Here's an example of `-30000 * 9 = -270000` (in hexadecimal: `$8AD0 * $09 = $FBE150`):

```
LDA #$D0           ; Low byte of $8AD0
STA $211B
LDA #$8A           ; High byte of $8AD0
STA $211B          ; This sets up the multiplicand

LDA #$09           ; $09
STA $211C          ; This sets up multiplier

LDA $2134          ; A = $50 (result low byte)
LDA $2135          ; A = $E1 (result middle byte)
LDA $2136          ; A = $FB (result high byte)
                   ; (= $FBE150)
```

## Hardware Unsigned Division

The SNES has a set of hardware registers used for unsigned division. They are laid out as follows:

| Register | Access | Description                                                                 |
| -------- | ------ | --------------------------------------------------------------------------- |
| $4204    | Write  | Dividend, 16-bit, unsigned, low byte.                                       |
| $4205    | Write  | Dividend, 16-bit, unsigned, high byte.                                      |
| $4206    | Write  | Divisor, 8-bit, unsigned. Writing to this also starts the division process. |
| $4214    | Read   | Unsigned division 16-bit quotient, low byte                                 |
| $4215    | Read   | Unsigned division 16-bit quotient, high byte                                |
| $4216    | Read   | Unsigned division remainder, low byte                                       |
| $4217    | Read   | Unsigned division remainder, high byte                                      |

Quotient means how many times the dividend can "fit" in the divisor. For example: `6 / 3 = 2`. Thus, the quotient is 2. Another way you can read this is: You can extract 3 **two** times from 6 and end up with exactly 0 as leftover.

Modulo is an operation that determines the remainder of the dividend that couldn't "fit" into the divisor. For example: `8 / 3 = 2`. You can subtract 3 two times from 8, but in the end, you have a 2 as a remainder. Thus, the modulo for this operation is `2`. Because there are hardware registers that support remainders, the SNES also supports the modulo operation.

After you write to `$4206` to start the division process, you will need to wait 16 [machine cycles](https://ersanio.gitbook.io/assembly-for-the-snes/deep-dives/cycles), which is typically done by adding eight `NOP` instructions to the code. If you don't wait 16 machine cycles, the results are unpredictable.

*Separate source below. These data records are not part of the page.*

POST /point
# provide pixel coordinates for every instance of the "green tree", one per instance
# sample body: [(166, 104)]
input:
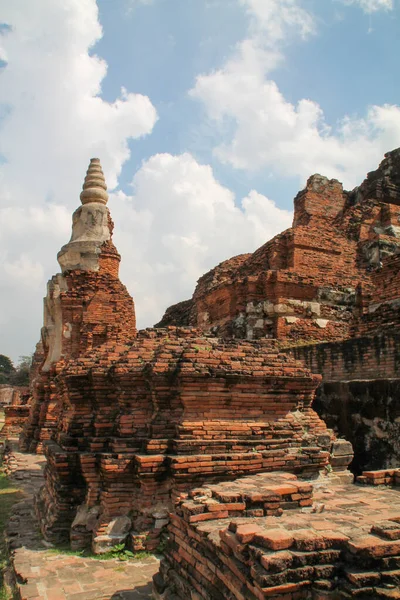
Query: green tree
[(7, 369)]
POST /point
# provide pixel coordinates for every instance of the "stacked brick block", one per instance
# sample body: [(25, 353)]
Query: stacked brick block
[(141, 423), (313, 281), (268, 536), (15, 413)]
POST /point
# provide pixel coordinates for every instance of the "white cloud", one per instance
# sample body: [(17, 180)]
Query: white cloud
[(52, 121), (371, 6), (267, 131), (179, 223)]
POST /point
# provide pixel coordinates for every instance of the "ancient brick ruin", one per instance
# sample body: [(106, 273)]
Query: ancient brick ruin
[(130, 421), (203, 427), (314, 280)]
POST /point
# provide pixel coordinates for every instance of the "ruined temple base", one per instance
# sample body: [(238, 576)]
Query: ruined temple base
[(319, 541)]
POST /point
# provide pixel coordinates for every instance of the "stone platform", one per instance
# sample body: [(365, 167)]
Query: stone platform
[(39, 572), (331, 541)]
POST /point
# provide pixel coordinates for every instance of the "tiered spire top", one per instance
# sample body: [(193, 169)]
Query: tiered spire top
[(94, 187)]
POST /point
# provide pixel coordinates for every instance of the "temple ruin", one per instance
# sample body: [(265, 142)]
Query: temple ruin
[(203, 429)]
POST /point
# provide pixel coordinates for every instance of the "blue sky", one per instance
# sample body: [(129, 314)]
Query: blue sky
[(159, 49), (208, 117)]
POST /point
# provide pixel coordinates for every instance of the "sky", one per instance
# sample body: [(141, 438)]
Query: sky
[(208, 116)]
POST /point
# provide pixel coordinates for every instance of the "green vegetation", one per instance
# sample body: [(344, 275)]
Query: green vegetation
[(118, 552), (18, 375), (9, 495)]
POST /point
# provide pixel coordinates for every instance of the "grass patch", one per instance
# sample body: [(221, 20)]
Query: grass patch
[(118, 552), (9, 495)]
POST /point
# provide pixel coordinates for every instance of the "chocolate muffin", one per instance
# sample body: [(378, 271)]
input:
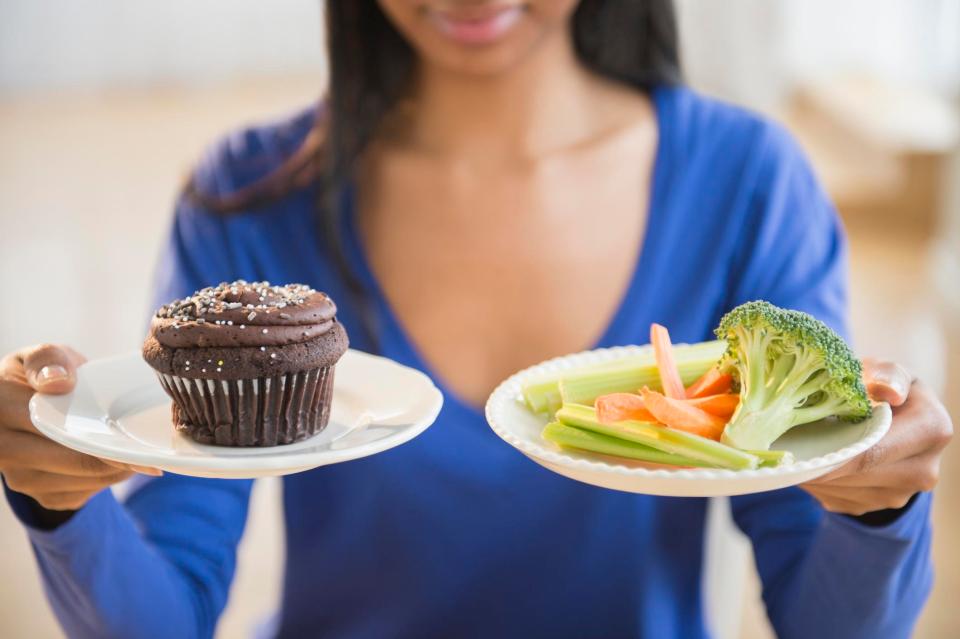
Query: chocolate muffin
[(248, 364)]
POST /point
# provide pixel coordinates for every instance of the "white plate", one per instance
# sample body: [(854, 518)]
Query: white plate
[(818, 448), (118, 411)]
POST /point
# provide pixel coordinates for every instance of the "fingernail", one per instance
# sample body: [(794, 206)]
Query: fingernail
[(52, 373), (145, 470)]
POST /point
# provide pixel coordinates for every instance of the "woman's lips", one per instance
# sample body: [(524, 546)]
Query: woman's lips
[(476, 25)]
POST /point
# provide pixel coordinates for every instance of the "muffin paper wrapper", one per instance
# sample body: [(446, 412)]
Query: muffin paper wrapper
[(266, 411)]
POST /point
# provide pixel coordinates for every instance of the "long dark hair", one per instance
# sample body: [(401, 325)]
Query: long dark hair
[(372, 65)]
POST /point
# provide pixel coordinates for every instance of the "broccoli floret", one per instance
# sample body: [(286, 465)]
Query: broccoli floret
[(792, 370)]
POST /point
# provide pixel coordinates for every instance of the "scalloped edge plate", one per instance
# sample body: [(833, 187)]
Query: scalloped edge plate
[(818, 448), (118, 411)]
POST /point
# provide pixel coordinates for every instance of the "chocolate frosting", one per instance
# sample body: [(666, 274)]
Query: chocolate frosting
[(244, 314), (245, 330)]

Here's an example of `256 / 2 = 128` (in hexadecimal: `$0100 / $02 = $0080`):

```
LDA #$00
STA $4204
LDA #$01           ; Write $0100 to dividend
STA $4205
LDA #$02           ; Write $02 to divisor
STA $4206
NOP                ; Wait 16 machine cycles
NOP
NOP
NOP
NOP
NOP
NOP
NOP
LDA $4214          ; A = $80 (result low byte)
LDA $4215          ; A = $00 (result high byte)
LDA $4216          ; A = $00, as there are no remainders
LDA $4217          ; A = $00, as there are no remainders
```

Here's an example demonstrating modulo: `257 / 2 = 128, remainder 1` (in hexadecimal: `$0101 / $02 = $0080, remainder $0001`)

```
LDA #$01
STA $4204
LDA #$01           ; Write $0101 to dividend
STA $4205
LDA #$02           ; Write $02 to divisor
STA $4206
NOP                ; Wait 16 machine cycles
NOP
NOP
NOP
NOP
NOP
NOP
NOP
LDA $4214          ; A = $80 (result low byte)
LDA $4215          ; A = $00 (result high byte)
LDA $4216          ; A = $01, as there is a remainder (remainder low byte)
LDA $4217          ; A = $00 (remainder high byte)
```

There is no hardware signed division.